2.4.2.2. Auch wenn zwischen den subjektiv-öffentlichen Rechten, die von Privatparteien im Allgemeinen nur im Eigeninteresse verfolgt werden, und den öffentlichen Interessen, die eine Amtspartei im Interesse des Gemeinwohls in einem Verfahren zu vertreten hat, substantielle Unterschiede bestehen, so ist ihnen doch gemeinsam, dass die wirksame Ausübung von Parteirechten die gleichzeitige Ausübung der Funktion der nach dem Gesetz zur Entscheidung berufenen Behörde ausschließt.

2.4.2.3. Es besteht nämlich ein unauflöslicher Rollenkonflikt zwischen dem Gebot der einem Organ gesetzlich aufgetragenen Beachtung spezifischer öffentlicher Teilinteressen auf der einen und dem Gebot einer ausschließlich am Gesetz orientierten, gegebenenfalls zwischen privaten Interessen und dem Gemeinwohl abwägenden Entscheidungsfindung, sodass es auszuschließen ist, dass beide Aufgaben gleichzeitig erfüllt werden können.

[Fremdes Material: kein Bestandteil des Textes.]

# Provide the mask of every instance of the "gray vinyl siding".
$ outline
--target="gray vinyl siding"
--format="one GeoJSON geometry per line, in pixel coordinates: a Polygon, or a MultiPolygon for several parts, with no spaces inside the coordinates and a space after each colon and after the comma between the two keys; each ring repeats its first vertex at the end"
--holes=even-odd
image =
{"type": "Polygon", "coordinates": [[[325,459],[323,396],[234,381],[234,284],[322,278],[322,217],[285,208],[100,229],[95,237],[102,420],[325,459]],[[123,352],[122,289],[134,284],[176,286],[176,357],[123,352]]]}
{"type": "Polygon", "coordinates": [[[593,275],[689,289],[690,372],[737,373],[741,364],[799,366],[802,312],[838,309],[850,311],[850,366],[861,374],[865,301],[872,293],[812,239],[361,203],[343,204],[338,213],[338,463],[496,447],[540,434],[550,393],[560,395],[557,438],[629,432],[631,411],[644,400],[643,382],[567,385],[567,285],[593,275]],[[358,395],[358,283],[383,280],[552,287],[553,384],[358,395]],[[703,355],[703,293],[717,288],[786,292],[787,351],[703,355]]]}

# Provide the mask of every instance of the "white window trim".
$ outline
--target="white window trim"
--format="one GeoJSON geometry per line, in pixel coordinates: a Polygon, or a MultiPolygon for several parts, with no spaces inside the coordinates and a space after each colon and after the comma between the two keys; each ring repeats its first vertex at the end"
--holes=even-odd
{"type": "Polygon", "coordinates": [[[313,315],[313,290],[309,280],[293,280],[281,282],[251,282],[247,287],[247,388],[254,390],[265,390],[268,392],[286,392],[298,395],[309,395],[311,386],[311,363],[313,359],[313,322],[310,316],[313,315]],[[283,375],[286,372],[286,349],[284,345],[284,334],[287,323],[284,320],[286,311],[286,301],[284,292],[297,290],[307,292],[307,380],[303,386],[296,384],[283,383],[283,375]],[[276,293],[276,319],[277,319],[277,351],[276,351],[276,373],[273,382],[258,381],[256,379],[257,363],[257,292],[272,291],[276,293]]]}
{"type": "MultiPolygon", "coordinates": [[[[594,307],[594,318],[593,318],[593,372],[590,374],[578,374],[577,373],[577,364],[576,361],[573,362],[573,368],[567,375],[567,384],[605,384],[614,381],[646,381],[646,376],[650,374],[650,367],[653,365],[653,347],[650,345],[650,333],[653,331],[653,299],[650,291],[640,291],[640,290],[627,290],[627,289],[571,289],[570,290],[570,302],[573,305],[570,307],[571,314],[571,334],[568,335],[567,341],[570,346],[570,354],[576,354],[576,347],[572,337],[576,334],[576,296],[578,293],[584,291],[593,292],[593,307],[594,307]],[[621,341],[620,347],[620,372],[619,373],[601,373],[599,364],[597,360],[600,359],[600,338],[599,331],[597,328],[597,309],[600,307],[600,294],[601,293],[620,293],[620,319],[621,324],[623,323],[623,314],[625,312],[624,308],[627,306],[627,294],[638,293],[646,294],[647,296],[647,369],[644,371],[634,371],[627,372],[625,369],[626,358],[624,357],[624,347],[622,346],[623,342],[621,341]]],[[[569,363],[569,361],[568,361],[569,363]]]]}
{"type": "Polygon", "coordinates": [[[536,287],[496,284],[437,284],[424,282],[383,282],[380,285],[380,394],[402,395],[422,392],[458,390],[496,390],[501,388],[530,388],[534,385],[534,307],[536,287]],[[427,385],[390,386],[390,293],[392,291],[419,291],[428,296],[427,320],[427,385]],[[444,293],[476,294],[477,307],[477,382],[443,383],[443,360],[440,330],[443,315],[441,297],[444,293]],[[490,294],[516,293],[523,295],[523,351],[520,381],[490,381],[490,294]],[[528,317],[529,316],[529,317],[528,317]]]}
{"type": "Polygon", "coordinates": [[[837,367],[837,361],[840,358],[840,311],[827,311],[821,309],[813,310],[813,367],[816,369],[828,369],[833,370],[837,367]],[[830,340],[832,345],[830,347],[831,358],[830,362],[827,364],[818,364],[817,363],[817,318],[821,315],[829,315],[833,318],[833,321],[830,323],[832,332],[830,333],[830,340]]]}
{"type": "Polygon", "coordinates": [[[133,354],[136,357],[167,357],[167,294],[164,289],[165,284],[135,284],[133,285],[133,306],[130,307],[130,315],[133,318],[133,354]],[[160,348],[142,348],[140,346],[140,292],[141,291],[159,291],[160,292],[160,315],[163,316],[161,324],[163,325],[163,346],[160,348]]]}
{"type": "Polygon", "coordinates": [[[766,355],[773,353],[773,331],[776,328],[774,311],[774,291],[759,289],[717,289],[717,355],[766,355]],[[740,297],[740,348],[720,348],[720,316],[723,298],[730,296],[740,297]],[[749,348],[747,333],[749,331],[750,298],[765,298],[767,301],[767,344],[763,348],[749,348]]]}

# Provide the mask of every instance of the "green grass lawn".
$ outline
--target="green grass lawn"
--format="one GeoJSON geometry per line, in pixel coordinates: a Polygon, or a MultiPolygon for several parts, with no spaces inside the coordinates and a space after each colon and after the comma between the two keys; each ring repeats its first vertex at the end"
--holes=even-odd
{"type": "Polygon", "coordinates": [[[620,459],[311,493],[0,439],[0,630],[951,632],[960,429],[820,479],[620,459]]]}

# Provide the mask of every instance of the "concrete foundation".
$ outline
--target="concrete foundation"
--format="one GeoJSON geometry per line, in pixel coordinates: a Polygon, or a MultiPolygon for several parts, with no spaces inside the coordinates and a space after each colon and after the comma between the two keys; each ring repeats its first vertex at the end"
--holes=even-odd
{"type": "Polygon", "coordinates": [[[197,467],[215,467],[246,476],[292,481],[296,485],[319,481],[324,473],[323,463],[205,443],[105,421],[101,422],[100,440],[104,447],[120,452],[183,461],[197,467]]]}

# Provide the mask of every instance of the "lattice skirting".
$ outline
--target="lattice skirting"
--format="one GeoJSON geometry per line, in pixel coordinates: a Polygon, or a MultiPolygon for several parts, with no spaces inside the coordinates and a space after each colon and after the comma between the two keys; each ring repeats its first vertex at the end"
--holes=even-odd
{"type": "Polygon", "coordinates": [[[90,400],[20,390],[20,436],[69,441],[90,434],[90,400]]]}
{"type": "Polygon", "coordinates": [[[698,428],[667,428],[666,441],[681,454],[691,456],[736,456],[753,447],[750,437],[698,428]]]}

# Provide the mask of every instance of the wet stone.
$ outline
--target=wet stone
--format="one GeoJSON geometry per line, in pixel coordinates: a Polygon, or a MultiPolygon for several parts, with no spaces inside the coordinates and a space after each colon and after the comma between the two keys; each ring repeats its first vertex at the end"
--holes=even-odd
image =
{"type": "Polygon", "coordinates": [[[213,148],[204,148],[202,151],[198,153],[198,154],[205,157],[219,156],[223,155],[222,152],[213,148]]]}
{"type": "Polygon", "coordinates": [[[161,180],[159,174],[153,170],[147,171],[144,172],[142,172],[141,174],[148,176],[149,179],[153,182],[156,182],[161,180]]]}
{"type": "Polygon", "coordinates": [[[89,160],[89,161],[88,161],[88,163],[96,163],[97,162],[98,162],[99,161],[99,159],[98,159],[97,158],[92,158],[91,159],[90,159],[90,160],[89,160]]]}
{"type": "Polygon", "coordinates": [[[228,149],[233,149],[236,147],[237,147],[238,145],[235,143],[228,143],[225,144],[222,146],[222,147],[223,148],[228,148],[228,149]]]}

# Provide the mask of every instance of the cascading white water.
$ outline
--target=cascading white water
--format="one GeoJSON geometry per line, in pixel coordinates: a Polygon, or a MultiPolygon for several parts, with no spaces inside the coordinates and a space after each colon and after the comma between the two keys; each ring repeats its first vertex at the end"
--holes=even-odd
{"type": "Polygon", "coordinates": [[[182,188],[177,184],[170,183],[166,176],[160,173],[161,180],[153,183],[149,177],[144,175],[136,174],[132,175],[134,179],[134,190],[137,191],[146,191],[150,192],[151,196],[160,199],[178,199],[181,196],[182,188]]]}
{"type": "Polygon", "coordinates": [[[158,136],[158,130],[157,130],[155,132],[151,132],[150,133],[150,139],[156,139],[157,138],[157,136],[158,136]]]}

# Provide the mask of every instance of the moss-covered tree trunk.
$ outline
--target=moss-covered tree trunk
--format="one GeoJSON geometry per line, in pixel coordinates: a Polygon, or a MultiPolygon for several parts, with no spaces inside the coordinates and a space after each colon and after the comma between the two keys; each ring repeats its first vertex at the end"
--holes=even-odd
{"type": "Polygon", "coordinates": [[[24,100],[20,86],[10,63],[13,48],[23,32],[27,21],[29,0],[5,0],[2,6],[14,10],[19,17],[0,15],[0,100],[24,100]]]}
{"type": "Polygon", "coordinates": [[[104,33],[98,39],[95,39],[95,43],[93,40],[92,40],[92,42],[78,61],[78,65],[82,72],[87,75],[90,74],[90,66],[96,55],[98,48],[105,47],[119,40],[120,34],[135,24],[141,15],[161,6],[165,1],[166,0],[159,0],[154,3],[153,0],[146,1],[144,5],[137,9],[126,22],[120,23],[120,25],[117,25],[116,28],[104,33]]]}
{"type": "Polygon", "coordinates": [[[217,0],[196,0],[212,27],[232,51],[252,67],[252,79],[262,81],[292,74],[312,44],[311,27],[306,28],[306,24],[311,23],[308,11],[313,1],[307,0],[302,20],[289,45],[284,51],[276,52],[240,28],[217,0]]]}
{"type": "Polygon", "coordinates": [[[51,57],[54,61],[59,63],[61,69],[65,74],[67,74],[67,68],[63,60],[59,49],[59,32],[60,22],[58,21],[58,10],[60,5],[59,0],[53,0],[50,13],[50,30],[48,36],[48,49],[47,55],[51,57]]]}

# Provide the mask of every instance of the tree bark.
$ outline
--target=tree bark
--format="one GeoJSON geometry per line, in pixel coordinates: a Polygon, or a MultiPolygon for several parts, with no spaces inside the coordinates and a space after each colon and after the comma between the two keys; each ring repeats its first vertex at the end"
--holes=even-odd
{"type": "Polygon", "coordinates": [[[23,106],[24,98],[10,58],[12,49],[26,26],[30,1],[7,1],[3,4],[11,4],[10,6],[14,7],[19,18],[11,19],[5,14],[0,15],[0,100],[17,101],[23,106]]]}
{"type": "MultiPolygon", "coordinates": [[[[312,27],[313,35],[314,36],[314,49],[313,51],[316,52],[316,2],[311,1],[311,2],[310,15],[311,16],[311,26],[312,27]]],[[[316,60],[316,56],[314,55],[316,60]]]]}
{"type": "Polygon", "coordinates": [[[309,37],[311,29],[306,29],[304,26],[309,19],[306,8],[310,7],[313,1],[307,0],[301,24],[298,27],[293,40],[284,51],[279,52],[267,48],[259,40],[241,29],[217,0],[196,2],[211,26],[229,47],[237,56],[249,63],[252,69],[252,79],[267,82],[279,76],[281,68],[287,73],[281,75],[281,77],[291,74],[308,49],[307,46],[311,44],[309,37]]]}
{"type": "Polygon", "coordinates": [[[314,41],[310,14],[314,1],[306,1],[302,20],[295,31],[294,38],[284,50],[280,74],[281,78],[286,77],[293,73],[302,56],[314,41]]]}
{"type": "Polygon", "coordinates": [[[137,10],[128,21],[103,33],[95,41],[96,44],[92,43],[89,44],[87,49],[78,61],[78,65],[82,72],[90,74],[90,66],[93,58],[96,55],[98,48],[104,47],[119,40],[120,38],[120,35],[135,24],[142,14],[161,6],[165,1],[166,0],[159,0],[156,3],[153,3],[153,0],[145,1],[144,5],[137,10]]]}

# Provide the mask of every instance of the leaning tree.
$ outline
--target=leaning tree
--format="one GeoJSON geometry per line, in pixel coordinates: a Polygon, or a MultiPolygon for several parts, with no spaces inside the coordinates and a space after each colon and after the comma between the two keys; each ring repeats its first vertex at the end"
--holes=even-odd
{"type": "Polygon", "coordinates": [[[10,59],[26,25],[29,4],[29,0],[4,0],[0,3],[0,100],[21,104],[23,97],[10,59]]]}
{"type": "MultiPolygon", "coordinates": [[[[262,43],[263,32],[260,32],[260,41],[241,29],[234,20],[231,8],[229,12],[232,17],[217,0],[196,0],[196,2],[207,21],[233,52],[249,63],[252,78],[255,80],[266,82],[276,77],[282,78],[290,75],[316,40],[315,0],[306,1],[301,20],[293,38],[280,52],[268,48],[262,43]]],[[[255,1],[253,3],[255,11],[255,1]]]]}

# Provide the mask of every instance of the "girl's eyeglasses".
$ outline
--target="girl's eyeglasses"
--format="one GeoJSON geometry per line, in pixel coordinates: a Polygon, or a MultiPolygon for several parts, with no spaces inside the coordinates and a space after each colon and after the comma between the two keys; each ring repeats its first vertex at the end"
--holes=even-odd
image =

2.4.2.4. Es ist dem Gesetzgeber ungeachtet seines in staatsorganisatorischen Fragen besonders weiten rechtspolitischen Gestaltungsspielraums daher von Verfassung wegen verwehrt, auf dem Gebiet der Aufgabenverteilung auf Behörden und Organe eine Regelung staatsorganisatorischen Inhalts zu treffen, die in einer in sich nicht kohärenten Weise dadurch das gewählte Organisationskonzept wechselt, indem sie das Modell der Wahrnehmung öffentlicher Interessen durch die erkennende Behörde mit jenem der Einschaltung einer Amtspartei zur Wahrung der öffentlichen Interessen in der Weise vermischt, dass ein und dasselbe Organ in bestimmten Verfahren zugleich als Amtspartei und als erkennende Behörde tätig wird.'

[…] Diese Bedenken scheinen auch auf die in Prüfung gezogenen Bestimmungen zuzutreffen: Nach der vorläufigen Ansicht des Verfassungsgerichtshofes führen diese Vorschriften dazu, dass der Landeshauptmann als Amtspartei 'Wasserwirtschaftliches Planungsorgan' und als entscheidende Behörde an demselben Verfahren teilnimmt. Darin scheint ein nicht kohärenter Wechsel des Organisationskonzepts im Sinne der zitierten Judikatur zu liegen, weil die Wahrnehmung öffentlicher Interessen durch die erkennende Behörde mit der Einschaltung einer Amtspartei zur Wahrung der öffentlichen Interessen in der Weise vermischt wird, dass ein und dasselbe Organ zugleich als Amtspartei und als erkennende Behörde tätig wird. Dies steht nach der vorläufigen Ansicht des Verfassungsgerichtshofes mit dem Rechtsschutzsystem des Siebenten Hauptstückes des B-VG nicht in Einklang. Führt die belangte Behörde aus, der vorliegende Sachverhalt unterscheide sich wesentlich von jenem, der dem Erkenntnis VfSlg 19.636/2012 zugrunde gelegen sei, weil im damaligen Anlassfall der Landeshauptmann als wasserwirtschaftliches Planungsorgan gegen einen von ihm als Wasserrechtsbehörde erlassenen Bescheid Berufung erhoben habe, während im hier vorliegenden Anlassfall der Landeshauptmann als wasserwirtschaftliches Planungsorgan gegen einen Bescheid der Bezirksverwaltungsbehörde Berufung geführt und dann als Wasserrechtsbehörde über diese entschieden habe, so vermag der Verfassungsgerichtshof vorläufig den von der belangten Behörde daraus gezogenen Schluss nicht zu teilen, die zugrunde liegenden Vorschriften seien deswegen verfassungsrechtlich unbedenklich. Denn die Unbedenklichkeit dieser Bestimmungen kann sich nur aus ihrem objektiven normativen Gehalt ergeben und nicht davon abhängen, in welcher Fallkonstellation sie an den Verfassungsgerichtshof herangetragen werden."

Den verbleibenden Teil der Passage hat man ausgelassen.